When on certain pools or datasets large files will be stored, it can be an advantage to use a larger recordsize of 1M in ZFS. Suppose the pool is encrypted by GELI, would it be better or worse to align the sectorsize of GELI with the recordsize of ZFS? In general i see GELI sectorsizes of 4096, anybody has experience with this kind of configuration.

Thanks in advance,

Best Regards,

mer · Mar 28, 2023

I've not done this, but GELI sits below ZFS in this case, yes? I would think leave GELI alone and set ZFS layer to use the larger recordsize.
If you are using at least 13.0 I think (not positive) that ZFS may have native encryption, which could be an option.

Above are my opinion only

Relictrix · Mar 28, 2023

Hi,

Yes , ZFS (inner) is created inside the GELI (outer). Thanks for your reaction!

mer · Mar 28, 2023

So GELI is being used for "whole disk encryption"? If I recall recordsize is a per dataset attribute (maybe a zpool attribute)? To me that leads more to "leave GELI alone, muck with ZFS".
Why? My opinion, because to ZFS the GELI GEOM "is the physical device"; to ZFS the underlying physical has a 4k sector size (ashift of 12 I think) and it all just works out.

cracauer@ · Mar 28, 2023

mer said:
So GELI is being used for "whole disk encryption"? If I recall recordsize is a per dataset attribute (maybe a zpool attribute)? To me that leads more to "leave GELI alone, muck with ZFS".
Why? My opinion, because to ZFS the GELI GEOM "is the physical device"; to ZFS the underlying physical has a 4k sector size (ashift of 12 I think) and it all just works out.

Yeah, but you don't want larger single transfers from ZFS to be split up into multiple smaller transfers when it passes through GELI to the disk.

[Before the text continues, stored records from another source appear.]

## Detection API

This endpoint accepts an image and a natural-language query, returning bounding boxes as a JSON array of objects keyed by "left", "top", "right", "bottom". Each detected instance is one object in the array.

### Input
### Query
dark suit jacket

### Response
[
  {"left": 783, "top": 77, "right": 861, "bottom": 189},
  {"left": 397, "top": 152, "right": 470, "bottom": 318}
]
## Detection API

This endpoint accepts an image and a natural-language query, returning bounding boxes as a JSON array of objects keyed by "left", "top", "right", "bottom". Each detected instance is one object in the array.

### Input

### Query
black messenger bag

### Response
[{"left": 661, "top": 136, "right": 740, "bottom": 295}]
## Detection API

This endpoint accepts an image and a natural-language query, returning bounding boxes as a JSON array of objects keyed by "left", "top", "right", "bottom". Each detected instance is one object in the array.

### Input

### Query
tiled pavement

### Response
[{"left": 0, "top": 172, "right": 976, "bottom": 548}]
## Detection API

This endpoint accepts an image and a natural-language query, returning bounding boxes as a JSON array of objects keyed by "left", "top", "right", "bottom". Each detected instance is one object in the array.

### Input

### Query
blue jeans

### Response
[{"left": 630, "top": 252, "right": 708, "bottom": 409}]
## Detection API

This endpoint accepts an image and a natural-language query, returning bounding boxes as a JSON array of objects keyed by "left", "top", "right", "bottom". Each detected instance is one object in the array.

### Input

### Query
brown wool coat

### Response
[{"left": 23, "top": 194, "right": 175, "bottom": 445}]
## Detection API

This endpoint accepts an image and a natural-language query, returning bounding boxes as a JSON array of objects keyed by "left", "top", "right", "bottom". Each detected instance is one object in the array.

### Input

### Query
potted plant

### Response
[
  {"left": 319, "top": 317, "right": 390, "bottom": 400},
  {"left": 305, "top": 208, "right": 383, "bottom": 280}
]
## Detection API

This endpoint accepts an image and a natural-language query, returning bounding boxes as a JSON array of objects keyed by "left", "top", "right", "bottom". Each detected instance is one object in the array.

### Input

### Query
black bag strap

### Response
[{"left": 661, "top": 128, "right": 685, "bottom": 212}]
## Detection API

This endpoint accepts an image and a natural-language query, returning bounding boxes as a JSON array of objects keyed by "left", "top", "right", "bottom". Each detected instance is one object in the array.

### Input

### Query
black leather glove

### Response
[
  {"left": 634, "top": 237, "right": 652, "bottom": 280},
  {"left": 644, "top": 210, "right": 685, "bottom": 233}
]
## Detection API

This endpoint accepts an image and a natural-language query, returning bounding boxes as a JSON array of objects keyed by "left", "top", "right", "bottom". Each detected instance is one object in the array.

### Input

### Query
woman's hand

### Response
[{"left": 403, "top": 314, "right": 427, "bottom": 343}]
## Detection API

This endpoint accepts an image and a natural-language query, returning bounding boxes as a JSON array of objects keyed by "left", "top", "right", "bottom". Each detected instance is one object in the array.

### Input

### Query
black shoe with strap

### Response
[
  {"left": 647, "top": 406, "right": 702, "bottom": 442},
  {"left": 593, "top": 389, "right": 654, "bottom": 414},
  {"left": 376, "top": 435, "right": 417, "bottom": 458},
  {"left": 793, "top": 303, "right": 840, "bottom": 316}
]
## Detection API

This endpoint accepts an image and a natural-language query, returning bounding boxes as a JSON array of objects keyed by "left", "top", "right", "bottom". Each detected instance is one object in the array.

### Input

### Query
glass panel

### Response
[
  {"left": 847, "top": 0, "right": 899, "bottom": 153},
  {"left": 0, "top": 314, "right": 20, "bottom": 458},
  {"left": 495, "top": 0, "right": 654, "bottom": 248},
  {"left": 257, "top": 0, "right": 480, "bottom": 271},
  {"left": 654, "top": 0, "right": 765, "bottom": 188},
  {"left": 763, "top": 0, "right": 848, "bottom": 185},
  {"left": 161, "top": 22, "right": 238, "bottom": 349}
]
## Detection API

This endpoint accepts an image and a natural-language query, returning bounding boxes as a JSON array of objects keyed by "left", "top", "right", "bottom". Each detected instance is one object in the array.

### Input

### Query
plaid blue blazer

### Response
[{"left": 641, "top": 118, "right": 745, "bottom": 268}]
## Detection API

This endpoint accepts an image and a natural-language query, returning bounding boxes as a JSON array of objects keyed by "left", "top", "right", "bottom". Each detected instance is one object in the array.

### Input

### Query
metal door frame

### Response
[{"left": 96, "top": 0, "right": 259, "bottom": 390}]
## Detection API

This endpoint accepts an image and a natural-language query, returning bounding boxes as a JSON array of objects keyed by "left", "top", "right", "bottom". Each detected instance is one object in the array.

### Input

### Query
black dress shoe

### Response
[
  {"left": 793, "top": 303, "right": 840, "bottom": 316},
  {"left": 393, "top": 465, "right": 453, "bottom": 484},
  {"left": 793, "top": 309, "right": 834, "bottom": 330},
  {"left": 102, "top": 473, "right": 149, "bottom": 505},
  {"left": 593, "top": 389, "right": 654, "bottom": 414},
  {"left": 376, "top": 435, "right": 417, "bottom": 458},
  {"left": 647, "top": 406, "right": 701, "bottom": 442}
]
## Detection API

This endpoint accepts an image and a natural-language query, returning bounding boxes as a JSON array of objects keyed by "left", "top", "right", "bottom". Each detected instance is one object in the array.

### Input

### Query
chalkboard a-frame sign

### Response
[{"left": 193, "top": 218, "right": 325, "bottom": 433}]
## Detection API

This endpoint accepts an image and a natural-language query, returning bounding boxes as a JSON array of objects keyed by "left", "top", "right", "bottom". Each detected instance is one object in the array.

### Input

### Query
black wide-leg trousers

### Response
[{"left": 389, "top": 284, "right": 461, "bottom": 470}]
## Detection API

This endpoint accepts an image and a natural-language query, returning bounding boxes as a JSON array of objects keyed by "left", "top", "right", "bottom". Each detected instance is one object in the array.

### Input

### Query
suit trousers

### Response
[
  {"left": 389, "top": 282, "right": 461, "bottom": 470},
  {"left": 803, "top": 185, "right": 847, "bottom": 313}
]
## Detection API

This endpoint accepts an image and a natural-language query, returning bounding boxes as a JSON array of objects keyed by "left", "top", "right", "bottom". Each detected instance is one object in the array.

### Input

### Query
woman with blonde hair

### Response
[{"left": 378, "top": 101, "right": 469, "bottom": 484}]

I don't know the answer to the original question. Try it out and tell us

Eric A. Borisch · Mar 28, 2023

My suggestion: use geli sectorsize == 2^ashift of the pool.

Note that setting recordsize only sets a maximum record size that will be used internal (think checksums and compression function calls) to zfs; smaller I/Os will still be issued (down to the pool’s 2^ashift size) for small reads/writes or metadata (ZFS/ZPOOL operations themselves). Depending on pool layout, even with a full 128k recordsize being written, the data written to each device may be significantly less than 128k.

Put together, this means increasing the geli block size (above 2^ashift) will lead to write amplification and extra load while reading/writing any data that is smaller than your geli block. Increasing the ashift to force large IOs would move this amplification up the stack, and cause the pool to be much less efficient/performant storing small files / metadata or potentially at compressing data. In a RAIDZn setup this would be further aggravated by the (2^ashift)*(n+1) minimum allocation size.

Relictrix · Mar 28, 2023

Hi,

When using a sectorsize of 8192 in GELI, I get a warning saying: sectorsize is larger then pagesize. When I continue, I get an error when creating the zfs pool. Could not really find something to increase the pagesize: sysctl hw.pagesize = readonly.

Best Regards,

mer · Mar 28, 2023

Relictrix said:
Hi,

When using a sectorsize of 8192 in GELI, I get a warning saying: sectorsize is larger then pagesize. When I continue, I get an error when creating the zfs pool. Could not really find something to increase the pagesize: sysctl hw.pagesize = readonly.

Best Regards,

That is interesting. To me, the implication is "GELI doesn't want bigger than that".

cracauer@ I understand and don't disagree, but if we take GELI out and have the zpool directly on a device with physical size sectors of 4096, we would still have a problem if dataset has 1m record size, no?
I don't know the answer, but I do know if you create ZFS structures with an ashift of 9 on a device that has physical sectors of 4096, you have performance issues. I would think that recordsize > physical sector size is a "normal" situation. 1m (1024*1024) is an even multiple of 4096.
But as I said "I've not done this, I'm speculating, blah blah blah"

PMc · Mar 30, 2023

mer said:
if you create ZFS structures with an ashift of 9 on a device that has physical sectors of 4096, you have performance issues.

Yes, because then there is an alignment flaw: the zfs record (whatever it is, 4k or 128k or 1m) is then allowed to start at any 512-byte boundary, not necessarily on a 4k boundary. And when that happens, the 512e emulation-layer in the storage device has to re-write an additional 4k device block for every zfs block written.

Also consider that the zfs recordsize is not the blocking size; the ashift is the blocking size: if you set recordsize to 1m, and write a 4k file, it will use one 4k block. If you write a 1m file, it will also use 4k blocks (possibly spread over the raidz).
But, if you change a single byte in that 1m file, the entire file will be fetched from disk, and rewritten to disk (to a new location). Transactional integrity guarantees that this 1m file is either entirely changed, or not at all.
Also, compression is done over the whole 1m recordsize - and that is where the fun starts, because better compression means less i/o and better cache utilization.

Relictrix · Apr 19, 2023

Thanks all for your reactions!